On one weekend a year, Denver opens its architectural wonders to the public for no cost or for a low cost. I went on the Brown Palace tour, and, in short, it was spectacular. Also, during the tour, they taught us a lot about Denver Architecture and the history of the surrounding buildings.
The Brown Palace was created by Henry Cordes Brown, not Molly Brown as commonly thought, to try and get more people to stay in Denver on their way to California, the Rocky Mountains, Nevada, or Utah for the gold rush. Brown also donated a portion of land to the state, the land where the Capitol building now stands, and donated $1000 dollars for the first public library in the city. The architect on the project was Frank E. Edbrooke who had been the architect for other spectacular buildings. Together Brown and Edbrooke designed a grand hotel with 400 rooms for the mere cost of 2 million dollars, and believe it or not in 1892 a hotel room would have only cost $3-$5 a night.
Nowadays the Brown Palace is just as grand as it used to be with its atrium still intact and stunning, high-end rooms, and some great restaurants. During the tour, told about some of the famous people that had stayed there such as the Beatles and rodeo legends, we were shown the kitchen and told some of the Brown Palace’s infamous ghost stories.
Doors Open Denver is an annual 2-day event hosted/put on by the Denver Architecture Foundation. This year, the 14th of this program, there were 68 open sites(free sites) and 133 expert guided tours(for $10).

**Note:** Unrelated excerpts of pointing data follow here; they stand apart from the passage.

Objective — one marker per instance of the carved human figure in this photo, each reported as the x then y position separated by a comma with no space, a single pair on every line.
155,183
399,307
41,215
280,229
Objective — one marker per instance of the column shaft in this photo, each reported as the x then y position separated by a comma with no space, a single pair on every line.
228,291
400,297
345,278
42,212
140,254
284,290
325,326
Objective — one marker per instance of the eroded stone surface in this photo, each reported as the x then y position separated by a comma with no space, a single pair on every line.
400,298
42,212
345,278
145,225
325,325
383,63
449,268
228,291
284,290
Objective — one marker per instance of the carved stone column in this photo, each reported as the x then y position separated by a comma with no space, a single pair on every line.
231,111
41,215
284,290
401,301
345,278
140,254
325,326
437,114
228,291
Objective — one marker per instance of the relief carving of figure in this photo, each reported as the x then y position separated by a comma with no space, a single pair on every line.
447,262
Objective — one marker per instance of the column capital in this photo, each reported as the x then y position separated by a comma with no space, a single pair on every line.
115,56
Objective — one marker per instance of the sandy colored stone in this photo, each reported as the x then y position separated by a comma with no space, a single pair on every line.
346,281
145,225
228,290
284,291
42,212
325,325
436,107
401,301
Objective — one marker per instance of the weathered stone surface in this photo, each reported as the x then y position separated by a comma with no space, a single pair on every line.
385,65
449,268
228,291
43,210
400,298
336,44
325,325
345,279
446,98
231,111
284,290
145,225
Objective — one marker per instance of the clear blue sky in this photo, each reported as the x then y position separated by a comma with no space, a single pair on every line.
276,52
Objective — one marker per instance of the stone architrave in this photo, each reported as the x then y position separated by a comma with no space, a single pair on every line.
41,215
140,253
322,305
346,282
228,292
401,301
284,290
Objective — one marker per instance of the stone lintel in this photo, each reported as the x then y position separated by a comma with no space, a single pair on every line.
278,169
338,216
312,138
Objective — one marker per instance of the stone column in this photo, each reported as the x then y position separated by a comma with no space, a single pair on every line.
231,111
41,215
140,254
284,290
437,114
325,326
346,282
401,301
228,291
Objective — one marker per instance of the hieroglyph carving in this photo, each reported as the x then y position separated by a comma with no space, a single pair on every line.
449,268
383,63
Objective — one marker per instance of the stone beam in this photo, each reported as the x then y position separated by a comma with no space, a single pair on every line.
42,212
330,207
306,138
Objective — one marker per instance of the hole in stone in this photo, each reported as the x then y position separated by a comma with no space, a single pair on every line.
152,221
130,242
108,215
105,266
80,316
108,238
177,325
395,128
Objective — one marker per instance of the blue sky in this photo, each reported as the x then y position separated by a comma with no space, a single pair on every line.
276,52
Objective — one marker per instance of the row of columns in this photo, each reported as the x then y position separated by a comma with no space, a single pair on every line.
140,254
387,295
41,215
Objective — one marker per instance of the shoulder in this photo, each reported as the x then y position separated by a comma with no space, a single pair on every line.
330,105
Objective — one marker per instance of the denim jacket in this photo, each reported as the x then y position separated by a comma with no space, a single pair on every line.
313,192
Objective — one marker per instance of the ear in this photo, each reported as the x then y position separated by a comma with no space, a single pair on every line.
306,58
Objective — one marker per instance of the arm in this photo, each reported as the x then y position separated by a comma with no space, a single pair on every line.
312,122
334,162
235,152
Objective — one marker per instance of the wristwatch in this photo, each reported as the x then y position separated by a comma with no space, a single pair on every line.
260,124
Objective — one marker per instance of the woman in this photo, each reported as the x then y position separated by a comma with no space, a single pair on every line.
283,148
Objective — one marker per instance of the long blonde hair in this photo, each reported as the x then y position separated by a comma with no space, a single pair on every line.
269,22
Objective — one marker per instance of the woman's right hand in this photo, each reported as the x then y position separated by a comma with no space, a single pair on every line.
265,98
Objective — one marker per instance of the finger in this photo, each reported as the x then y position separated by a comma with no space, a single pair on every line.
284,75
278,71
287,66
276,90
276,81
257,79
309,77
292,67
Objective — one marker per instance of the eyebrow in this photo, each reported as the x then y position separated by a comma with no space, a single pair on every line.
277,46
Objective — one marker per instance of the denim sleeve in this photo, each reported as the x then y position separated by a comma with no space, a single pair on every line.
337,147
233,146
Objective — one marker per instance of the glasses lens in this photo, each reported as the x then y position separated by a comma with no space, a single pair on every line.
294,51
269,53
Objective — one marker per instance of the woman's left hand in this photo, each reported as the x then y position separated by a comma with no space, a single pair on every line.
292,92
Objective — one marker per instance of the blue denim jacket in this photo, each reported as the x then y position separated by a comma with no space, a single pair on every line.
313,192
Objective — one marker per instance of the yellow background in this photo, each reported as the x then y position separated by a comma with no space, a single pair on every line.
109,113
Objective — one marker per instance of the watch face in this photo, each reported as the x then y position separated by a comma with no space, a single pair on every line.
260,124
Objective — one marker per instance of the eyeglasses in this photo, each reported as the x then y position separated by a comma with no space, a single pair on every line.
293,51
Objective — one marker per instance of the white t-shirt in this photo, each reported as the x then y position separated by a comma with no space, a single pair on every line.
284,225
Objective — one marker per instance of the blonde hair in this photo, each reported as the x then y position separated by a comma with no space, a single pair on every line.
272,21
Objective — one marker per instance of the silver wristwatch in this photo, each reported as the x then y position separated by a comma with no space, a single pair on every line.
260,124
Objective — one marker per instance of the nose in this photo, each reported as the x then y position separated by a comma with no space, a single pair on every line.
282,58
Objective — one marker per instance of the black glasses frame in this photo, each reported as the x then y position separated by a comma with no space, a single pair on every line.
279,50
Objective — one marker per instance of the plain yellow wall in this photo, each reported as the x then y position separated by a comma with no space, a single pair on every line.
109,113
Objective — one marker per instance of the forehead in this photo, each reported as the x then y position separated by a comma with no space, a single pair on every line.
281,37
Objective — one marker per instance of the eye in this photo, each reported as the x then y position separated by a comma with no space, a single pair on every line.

The event was inspired when one of the DAF staff members heard about similar events in cities like Chicago, Milwaukee, and Rhode Island. Since then it’s been a big hit, and after going to one of these tours I can see why. There was a small group, great tour guide, and cool behind the scenes look at new places I hadn’t been to before.
Overall, the tour and the Doors Open Denver program was a cool experience that gave some cool insight into Denver history. Next year everyone who can try to go and see one of these sites. The tour is appropriate for all ages and even for families, and from what I’ve heard the open sites are also really neat to go to.